Showing posts with label Efraín Moncada Silva. Show all posts
Showing posts with label Efraín Moncada Silva. Show all posts

Thursday, February 4, 2010

"General Considerations about Amnesty": Efraín Moncada Silva

In an editorial published in Honduras' La Tribuna, Efraín Moncada Silva, Honduran law authority and former member of the Zelaya administration, takes the opportunity to add to a series of commentaries he has pursued since amnesty was first proposed as part of the San Jose Accord. While, as he mentions, until it is published in La Gaceta, we do not have a text to comment on directly, Moncada Silva notes there are broader general principles we can discuss.

Moncada Silva starts with two key points: the nature of amnesty, intended to ensure public peace, has to be broad and general. Then he proceeds to draw out the fact that when a national law conflicts with an international treaty or convention, according to Article 18 of the Honduran Constitution, the international treaty or convention must be upheld.

Why is this important?

Because, as Moncada Silva notes
from this it follows that when the opportunity presents itself the concrete case [of amnesty] will have to be examined in the light of the Law of Amnesty that has been approved and the American Convention on Human Rights (Convención Americana sobre Derechos Humanos) or Pact of San Jose of Costa Rica and the Statue of the International Court, since even when the adequacy of the latter is complementary, it treats of a subsidiary critique, since the Court could assume a case if it considers that there is not the dispostion or capacity to act on a state level, or that the justice realized has obeyed the intent to remove the accused from their penal responsibility, has not been instructed in an independent or impartial form, or this has been in a manner incompatible with the intention to submit the person to the action of justice.
Translation: just because the Honduran Congress has passed an amnesty doesn't mean a case cannot be brought in the international court. Especially if the Honduran justice system shows partiality or an intention to absolve people of their responsibilities.
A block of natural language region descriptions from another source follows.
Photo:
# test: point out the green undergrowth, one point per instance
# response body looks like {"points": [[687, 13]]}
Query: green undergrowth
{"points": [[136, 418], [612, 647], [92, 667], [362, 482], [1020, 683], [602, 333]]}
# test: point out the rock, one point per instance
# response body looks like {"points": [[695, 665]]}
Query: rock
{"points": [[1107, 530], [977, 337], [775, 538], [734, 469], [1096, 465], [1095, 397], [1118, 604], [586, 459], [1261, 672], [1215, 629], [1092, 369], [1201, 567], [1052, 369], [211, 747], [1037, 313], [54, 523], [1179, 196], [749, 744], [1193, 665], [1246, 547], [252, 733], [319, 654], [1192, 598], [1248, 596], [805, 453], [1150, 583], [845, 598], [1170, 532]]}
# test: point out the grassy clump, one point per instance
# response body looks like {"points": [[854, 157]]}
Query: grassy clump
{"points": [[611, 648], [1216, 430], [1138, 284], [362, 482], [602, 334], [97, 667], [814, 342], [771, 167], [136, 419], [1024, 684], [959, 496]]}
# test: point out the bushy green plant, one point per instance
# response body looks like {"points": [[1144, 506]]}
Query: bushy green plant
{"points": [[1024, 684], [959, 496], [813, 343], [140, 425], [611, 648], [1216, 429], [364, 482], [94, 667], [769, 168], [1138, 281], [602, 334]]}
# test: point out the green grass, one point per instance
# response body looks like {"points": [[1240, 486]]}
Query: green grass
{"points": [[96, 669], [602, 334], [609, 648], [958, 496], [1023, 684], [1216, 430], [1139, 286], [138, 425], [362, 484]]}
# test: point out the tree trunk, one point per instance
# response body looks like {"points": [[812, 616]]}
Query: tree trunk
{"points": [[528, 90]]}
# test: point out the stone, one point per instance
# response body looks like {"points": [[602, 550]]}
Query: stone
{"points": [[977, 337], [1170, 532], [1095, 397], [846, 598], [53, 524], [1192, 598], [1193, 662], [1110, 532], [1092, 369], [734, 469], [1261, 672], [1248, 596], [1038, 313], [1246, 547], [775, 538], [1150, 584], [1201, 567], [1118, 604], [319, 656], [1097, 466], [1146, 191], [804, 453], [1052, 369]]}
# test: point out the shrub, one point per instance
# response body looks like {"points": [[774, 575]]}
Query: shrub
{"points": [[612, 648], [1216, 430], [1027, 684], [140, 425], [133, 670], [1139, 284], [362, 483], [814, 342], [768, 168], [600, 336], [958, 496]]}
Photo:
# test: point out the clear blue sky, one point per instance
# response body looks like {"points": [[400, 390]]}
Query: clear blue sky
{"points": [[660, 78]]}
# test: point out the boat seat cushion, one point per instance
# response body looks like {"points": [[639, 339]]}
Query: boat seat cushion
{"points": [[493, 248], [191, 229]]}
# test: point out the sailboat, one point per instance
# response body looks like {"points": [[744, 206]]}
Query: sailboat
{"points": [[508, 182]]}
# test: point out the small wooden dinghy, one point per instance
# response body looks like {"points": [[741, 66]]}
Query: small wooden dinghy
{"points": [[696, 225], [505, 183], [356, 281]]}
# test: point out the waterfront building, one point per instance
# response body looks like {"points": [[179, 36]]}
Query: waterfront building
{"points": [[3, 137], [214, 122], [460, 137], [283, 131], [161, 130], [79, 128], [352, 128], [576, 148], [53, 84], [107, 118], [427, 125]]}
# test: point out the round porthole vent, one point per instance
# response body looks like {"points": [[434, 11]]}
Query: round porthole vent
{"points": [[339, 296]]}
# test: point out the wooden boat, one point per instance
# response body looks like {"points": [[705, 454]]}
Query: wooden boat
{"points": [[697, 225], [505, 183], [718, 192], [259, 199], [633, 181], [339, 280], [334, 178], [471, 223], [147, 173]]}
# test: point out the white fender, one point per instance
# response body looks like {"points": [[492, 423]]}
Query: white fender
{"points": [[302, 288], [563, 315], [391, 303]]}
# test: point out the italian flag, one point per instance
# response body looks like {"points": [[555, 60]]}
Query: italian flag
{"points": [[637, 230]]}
Moncada goes on to argue that technically, any amnesty needs to include both political and connected common crimes. After enumerating the crimes that are considered "political" in Honduran law (treason, compromising the external peace and security or dignity of the Nation, crimes against the form of government, terrorism, rebellion, and sedition), Moncada makes another sharp argument:
Definitely, the amnesty cannot include the crime of ordering, executing, or consenting to the expatriation of a Honduran because that is not a political crime
Why? because it is defined in Article 333, number 5, of the Penal Code, included in Chapter IV, Title XII, Second Book, which includes "crimes committed by functionaries against the exercise of the rights guaranteed by the Constitution".

And these, Moncada Silva says, are not political crimes. So much for absolving the Armed Forces of their guilt for abducting former President Zelaya.

Nor, Moncada says, is abuse of authority a political crime, since it is included under the heading "crimes against public administration".

Who is the target of this one? Roberto Micheletti himself, among others.

So. We all await with great anticipation the publication of the actual Law of Amnesty, to see how it was written, and what we can infer from that about who it hopes to preserve from prosecution. But meanwhile, Moncada Silva gives us reason to pause in the judgment of what this hasty amnesty law might actually imply in practice.